Sorry to hear you feel so crummy. As others have mentioned, stopping meds in midstream can reduce your odds of long term viral eradication.

You’ll serve yourself better if you discuss this with your doctor, and assuming he/she agrees, starting the meds back up; perhaps the doctor can help better manage your side effects. Ongoing compliance with these drugs is important, and thought to be a leading cause of treatment failure.

Good luck—

-Bill

Stopping treatment for so long probably means you will have to start all over again. Others here can say exactly how long you can go between dosing but as it is 9 days ago for your peg and 9 days since ribavirin I would say the virus has probably returned at this time. (see your current PCR viral load test results).

There are a few things that you may want to think about for the future.
First you need to work with a doctor who you trust and can communicate any problems you are having with treatment so they can help you to manage the symptoms of treatment.

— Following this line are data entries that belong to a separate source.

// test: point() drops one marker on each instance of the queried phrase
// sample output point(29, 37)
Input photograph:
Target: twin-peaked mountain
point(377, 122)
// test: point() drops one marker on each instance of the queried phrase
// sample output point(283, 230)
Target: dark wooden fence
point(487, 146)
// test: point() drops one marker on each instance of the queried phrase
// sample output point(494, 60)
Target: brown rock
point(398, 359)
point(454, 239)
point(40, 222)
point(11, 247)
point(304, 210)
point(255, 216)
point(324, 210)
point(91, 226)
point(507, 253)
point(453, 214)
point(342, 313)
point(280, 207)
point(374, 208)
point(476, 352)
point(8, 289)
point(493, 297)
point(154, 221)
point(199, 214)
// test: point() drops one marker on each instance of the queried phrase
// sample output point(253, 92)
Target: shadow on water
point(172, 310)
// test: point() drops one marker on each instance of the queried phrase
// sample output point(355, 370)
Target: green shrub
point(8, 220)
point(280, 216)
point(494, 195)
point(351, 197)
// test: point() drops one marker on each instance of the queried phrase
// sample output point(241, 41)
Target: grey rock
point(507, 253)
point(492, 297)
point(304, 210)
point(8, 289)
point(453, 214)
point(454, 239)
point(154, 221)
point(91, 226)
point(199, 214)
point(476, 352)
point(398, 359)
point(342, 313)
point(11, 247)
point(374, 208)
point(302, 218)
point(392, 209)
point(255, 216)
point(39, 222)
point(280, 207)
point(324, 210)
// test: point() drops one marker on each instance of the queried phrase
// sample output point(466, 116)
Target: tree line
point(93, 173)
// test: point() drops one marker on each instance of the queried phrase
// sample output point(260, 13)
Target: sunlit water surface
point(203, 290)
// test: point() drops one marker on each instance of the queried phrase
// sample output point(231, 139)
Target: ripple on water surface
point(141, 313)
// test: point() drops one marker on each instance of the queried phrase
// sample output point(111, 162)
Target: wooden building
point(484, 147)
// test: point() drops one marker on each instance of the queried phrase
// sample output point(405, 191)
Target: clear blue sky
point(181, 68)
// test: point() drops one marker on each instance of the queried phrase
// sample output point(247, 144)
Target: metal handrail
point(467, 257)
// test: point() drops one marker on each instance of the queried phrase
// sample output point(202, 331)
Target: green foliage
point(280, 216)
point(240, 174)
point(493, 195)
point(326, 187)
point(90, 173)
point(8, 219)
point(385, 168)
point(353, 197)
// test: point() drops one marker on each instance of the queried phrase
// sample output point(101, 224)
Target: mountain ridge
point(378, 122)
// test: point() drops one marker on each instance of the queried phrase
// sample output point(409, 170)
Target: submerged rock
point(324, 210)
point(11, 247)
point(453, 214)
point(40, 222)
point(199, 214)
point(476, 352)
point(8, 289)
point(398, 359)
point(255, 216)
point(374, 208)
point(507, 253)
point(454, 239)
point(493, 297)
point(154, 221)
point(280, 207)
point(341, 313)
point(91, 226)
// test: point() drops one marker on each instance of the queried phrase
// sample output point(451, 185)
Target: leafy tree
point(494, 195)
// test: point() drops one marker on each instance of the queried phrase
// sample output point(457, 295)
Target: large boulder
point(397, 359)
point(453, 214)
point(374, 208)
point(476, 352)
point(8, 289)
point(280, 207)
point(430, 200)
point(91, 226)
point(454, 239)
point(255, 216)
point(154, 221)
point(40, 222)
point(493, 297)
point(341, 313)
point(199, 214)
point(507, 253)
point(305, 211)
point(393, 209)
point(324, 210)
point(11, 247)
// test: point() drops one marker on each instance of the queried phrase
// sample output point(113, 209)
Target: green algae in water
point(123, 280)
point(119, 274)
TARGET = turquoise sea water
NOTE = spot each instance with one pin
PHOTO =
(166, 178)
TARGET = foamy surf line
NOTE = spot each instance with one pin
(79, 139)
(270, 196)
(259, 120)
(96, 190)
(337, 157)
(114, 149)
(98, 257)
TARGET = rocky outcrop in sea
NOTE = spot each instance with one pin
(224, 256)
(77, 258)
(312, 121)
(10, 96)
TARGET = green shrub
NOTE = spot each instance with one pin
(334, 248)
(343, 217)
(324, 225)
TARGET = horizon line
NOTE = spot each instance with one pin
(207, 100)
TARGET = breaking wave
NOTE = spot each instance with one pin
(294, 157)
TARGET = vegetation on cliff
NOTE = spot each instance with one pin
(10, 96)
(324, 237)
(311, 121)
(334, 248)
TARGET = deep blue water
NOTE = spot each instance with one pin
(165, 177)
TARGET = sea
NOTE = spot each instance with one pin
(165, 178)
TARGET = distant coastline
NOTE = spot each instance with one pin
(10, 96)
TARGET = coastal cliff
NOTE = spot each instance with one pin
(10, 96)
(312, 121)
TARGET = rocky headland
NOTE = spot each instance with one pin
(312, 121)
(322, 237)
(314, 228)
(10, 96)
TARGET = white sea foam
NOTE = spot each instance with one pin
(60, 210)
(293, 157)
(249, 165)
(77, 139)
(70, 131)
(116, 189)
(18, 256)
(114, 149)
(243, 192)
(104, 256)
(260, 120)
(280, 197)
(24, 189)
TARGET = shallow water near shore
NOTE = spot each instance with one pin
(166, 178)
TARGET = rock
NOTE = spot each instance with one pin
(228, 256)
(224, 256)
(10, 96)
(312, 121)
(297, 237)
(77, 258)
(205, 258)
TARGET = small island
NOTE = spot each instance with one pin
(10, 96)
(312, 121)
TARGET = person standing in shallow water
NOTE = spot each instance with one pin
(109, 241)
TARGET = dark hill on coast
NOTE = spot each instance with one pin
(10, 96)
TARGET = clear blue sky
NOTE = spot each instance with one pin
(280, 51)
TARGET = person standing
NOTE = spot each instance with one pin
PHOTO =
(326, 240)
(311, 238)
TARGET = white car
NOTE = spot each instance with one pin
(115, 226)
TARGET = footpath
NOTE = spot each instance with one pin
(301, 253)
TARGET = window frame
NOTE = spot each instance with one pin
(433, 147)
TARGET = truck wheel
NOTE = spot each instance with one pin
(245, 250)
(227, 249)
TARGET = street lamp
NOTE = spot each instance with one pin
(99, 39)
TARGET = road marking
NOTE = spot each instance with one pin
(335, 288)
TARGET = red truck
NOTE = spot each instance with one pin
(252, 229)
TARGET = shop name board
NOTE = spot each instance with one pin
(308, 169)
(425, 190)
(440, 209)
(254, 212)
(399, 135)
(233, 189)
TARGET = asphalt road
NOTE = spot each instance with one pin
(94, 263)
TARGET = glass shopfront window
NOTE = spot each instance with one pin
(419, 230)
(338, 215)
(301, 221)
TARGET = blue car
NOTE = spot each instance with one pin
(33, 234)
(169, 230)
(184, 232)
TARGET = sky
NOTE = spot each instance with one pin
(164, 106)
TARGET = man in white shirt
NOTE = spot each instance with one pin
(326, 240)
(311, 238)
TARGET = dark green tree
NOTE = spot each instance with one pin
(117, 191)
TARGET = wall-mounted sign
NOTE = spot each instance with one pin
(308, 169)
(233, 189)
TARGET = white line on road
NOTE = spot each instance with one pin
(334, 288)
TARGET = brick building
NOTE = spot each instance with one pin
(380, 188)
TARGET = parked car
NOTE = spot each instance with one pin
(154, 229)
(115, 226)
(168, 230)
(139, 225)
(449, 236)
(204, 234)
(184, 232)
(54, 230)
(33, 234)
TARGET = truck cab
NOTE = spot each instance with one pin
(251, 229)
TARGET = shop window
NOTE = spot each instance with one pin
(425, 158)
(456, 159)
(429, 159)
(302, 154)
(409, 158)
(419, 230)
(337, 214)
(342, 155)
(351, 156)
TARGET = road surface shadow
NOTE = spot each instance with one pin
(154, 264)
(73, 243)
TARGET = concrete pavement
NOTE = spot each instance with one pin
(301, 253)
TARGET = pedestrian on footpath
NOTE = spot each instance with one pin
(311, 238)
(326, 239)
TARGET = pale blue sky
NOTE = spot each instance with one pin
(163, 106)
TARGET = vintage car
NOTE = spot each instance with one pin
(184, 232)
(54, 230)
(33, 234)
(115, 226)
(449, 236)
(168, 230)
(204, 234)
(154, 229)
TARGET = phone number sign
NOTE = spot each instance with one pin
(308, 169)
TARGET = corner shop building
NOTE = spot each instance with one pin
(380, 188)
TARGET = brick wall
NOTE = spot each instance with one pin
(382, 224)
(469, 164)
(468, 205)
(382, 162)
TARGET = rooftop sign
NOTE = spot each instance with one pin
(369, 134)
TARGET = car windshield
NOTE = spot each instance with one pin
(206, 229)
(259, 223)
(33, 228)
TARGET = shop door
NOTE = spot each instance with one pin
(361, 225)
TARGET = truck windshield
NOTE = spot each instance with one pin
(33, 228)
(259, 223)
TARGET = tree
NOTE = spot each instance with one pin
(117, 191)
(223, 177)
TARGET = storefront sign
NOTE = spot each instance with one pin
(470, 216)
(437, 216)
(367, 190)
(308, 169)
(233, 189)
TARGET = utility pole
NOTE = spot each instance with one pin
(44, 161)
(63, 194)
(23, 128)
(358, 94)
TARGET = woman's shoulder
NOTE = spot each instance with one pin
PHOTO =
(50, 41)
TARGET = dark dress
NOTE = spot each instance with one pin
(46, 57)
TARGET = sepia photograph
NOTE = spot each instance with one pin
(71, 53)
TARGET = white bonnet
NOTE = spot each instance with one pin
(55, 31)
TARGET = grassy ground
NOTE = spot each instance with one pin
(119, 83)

Secondly you need to be committed to treatment for the period that it will take to work. With current meds you needed to be committed to following the regiment for 48 weeks. HCV can be a serious illness and the treatment meds are powerful medicine. You can not start and stop medicine whenever you want to and expect it to be effective. It doesn't work that way. Perhaps you should educate yourself about HCV and its treatment before starting treatment again so you understand the benefits and risks of treating and not treating.

You can still use this experience to prepare for re-treatment in the future should you wish to treat your HCV. Maybe you can wait for the new meds to come out later this year that may lessen the amount of time you will have to treat. By looking at your viral load response (PCR blood test results at week 4 & 8 & 12) to this first treatment, it may indicate your chance of this being a possibility.

Best of luck in the future.
Hectorsf

If you stop the meds you could easily relapse.  At this point as a geno1b chances are the interferon has not had time to train your immune system to fight off any remaining virus that might be hiding out.  Getting to undetectible is just the first part of the journey.  Staying UND is the hard part.

Many of us have experienced hemolytic anemia very dreadfully and yet have managed to make it through treatment by taking Procrit. You should speak to your doctor asap about it and not stop taking the meds. Chances are if you do you will end up retreating at another time all over again.

Do you know if you even got to UND at this point?  I would advise heavily against stopping the meds........that virus comes back easily enough for people who have done their entire 48 weeks of treatment.

Is this break from treatment ordered by your doctor?  Has your doctor offered you injections (Procrit) to help with anemia so that you can avoid taking a break in treatment?